Another voice joined in—"I am Booth, of Lincoln renown. People never knew what became of me. I came here to the Harz mountains, hoping to find favour with the noble Ilse after my heroic deed in freeing my country from a tyrant; but the Princess called my act murder, and I have been a sighing fir tree ever since."
"And you deserve it," cried Castiglione.
"Pull the beam out of your own eye, please," replied the infuriated Booth. "You dare to reproach me, you, who did not hesitate to add the last drop of an infant's blood to make your elixir of life? What insolence!"

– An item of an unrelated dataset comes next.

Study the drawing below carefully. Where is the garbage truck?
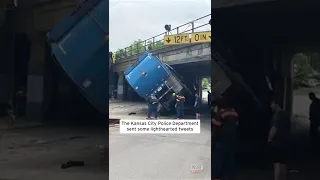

I felt sure they would come to blows right over my head. Happily a melodious voice struck in, and interrupted the quarrel.
"I am Don Carlos, the unhappy son of Philip of Spain, and the victim of priestly bigotry. The Inquisitors gained my royal father's permission to make away with me, a son who loved him truly.
"I escaped, and History does not tell what became of me, simply because she does not know. I fled here to Princess Ilse for refuge, but I approached her at an unfavourable moment, and she transformed me into this spruce. If I could only be set free I would carry out my ideas of freedom."
"You are too late, my young friend," cried Castiglione. "Your ideas have been carried out. You don't seem to have kept up with the history of events. Bismarck has set the Germans free, and cleansed the moral atmosphere of the whole empire, sent the Jesuits adrift, and put a bayonet into the hands of every eighty men in a hundred to keep them out."
Here a deep sigh was heard.
"Oh, I am tired with standing so long! Walking isn't half so fatiguing. Oh, how my back aches!"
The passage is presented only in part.